Heavy Trading Volumes Reflect Market Distress

Trading activity surged dramatically as investors rushed to reassess positions following the tax bombshell. The stock witnessed exceptional volumes with buyers marginally outnumbering sellers despite the sharp decline.

Trading Metrics: Details
Current Price: ₹349.95 (-3.82%)
Previous Close: ₹363.85
Intraday Low: ₹345.25 (52-week low)
Opening Price: ₹360.00
Volume: 9.75 crore shares
Value Traded: ₹3,409 crore
Buyers vs Sellers: 55.97% vs 44.03%

The stock has now declined 28.44% over the past year, with the recent two-day selloff following Thursday's 10% crash—the worst single-day drop since March 2020.

Unprecedented Tax Structure Creates Cascading Impact

The Finance Ministry's notification has fundamentally altered the cigarette taxation landscape, effective February 1, 2026. The new structure combines a 40% GST rate on MRP (versus 28% on net sales previously) with sharply higher basic excise duties, creating a cascading tax effect that particularly impacts longer cigarette segments.

Tax Impact Analysis: Details
Overall Tax Increase: 40-50%
GST Rate Change: 40% on MRP vs 28% on net sales
Affected Segments: 65mm+ (70% of ITC volumes)
Implementation Date: February 1, 2026
Required Price Hike: 25% minimum to maintain margins

JM Financial highlighted that the 65mm+ segments, which comprise 70% of ITC's volumes, face the most severe impact from the revised excise duty structure.

Brokerages Slash Targets Amid Margin Concerns

Leading brokerages have moved swiftly to downgrade their outlook as the full impact of the tax changes becomes clear. Motilal Oswal led the downgrades, cutting its rating from 'Buy' to 'Neutral' while slashing the target price to ₹400 from higher levels.

Brokerage Actions: Impact
Motilal Oswal: Buy to Neutral, target ₹400
EBIT Forecast: 6% contraction for FY27
EPS Cut: 12% reduction for FY27-FY28
Price Hike Needed: 25% across portfolio

The brokerage noted that ITC will need price hikes of at least 25% across its cigarette portfolio just to maintain current net realizations, raising concerns about consumer acceptance and potential volume declines.

Volume Risks from Illicit Market Shift

Analysts warn that the sharp price increases necessitated by the tax hike could reverse years of progress against illicit cigarette brands. The tax stability of recent years had helped legal cigarette makers gain ground, with ITC delivering 5% volume CAGR over five years as the illicit market's share contracted.

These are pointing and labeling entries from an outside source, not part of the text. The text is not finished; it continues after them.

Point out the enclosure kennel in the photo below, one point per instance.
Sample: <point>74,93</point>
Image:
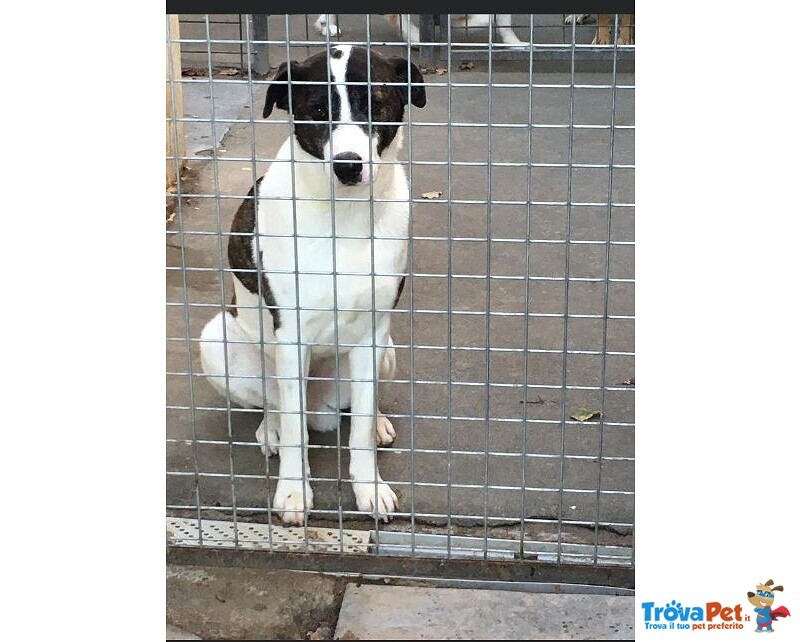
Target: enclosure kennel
<point>514,335</point>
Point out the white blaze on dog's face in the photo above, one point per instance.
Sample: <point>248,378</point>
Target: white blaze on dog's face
<point>334,125</point>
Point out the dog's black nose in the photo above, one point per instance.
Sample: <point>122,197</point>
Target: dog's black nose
<point>347,166</point>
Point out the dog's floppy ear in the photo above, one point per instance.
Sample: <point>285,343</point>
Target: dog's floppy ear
<point>401,68</point>
<point>278,91</point>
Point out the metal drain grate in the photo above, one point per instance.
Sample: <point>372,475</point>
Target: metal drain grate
<point>215,533</point>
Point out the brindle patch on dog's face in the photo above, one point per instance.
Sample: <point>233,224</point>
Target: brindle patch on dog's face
<point>343,110</point>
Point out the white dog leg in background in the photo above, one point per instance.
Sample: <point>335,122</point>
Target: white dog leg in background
<point>577,18</point>
<point>373,495</point>
<point>326,25</point>
<point>505,31</point>
<point>293,496</point>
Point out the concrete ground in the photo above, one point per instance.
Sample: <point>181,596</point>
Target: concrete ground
<point>579,472</point>
<point>213,603</point>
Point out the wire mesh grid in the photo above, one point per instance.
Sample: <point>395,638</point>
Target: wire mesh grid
<point>512,397</point>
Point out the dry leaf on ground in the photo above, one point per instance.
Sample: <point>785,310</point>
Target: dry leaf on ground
<point>584,414</point>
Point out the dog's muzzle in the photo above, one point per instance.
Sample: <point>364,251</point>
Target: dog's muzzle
<point>348,167</point>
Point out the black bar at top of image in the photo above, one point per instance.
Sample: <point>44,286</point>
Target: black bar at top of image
<point>412,6</point>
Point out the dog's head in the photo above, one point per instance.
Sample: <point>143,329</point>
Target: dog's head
<point>764,595</point>
<point>332,116</point>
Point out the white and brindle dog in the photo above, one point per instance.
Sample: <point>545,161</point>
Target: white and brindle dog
<point>328,150</point>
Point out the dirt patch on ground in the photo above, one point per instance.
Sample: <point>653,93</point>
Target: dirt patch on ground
<point>251,604</point>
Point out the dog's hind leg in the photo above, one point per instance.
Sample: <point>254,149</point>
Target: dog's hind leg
<point>242,378</point>
<point>323,400</point>
<point>236,372</point>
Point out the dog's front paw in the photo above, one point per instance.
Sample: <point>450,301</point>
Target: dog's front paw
<point>366,495</point>
<point>289,500</point>
<point>385,430</point>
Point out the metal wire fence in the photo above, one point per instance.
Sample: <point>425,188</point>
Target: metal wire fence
<point>512,396</point>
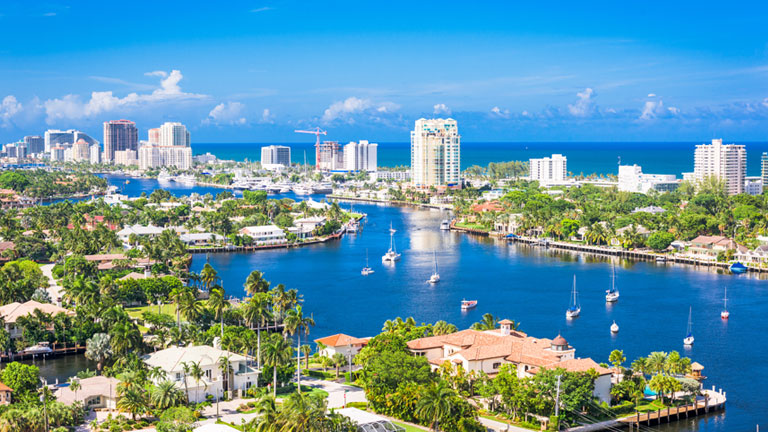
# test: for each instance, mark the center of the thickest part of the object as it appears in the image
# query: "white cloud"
(347, 109)
(227, 113)
(8, 109)
(584, 105)
(71, 107)
(503, 113)
(441, 109)
(267, 116)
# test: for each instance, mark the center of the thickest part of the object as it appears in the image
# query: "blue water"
(531, 286)
(583, 157)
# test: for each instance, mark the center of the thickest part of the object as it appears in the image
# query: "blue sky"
(237, 71)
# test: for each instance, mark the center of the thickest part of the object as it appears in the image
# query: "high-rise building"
(81, 151)
(154, 156)
(360, 156)
(119, 135)
(764, 169)
(632, 179)
(435, 153)
(174, 134)
(727, 162)
(329, 156)
(275, 155)
(35, 144)
(548, 169)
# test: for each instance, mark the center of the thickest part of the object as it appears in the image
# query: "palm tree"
(165, 395)
(277, 352)
(338, 359)
(489, 322)
(436, 404)
(98, 349)
(296, 323)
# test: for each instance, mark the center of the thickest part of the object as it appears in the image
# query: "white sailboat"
(688, 341)
(612, 294)
(435, 278)
(367, 269)
(725, 314)
(574, 309)
(391, 255)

However, the increased price arbitrage between legal and illegal brands poses significant risks. Concerns mount that consumers may downgrade to cheaper alternatives or illicit brands, potentially shifting volumes back to the illegal market and undermining ITC's market position.

The unprecedented nature of this tax increase has created substantial uncertainty about ITC's ability to navigate the challenging period ahead while maintaining its market leadership in the tobacco segment.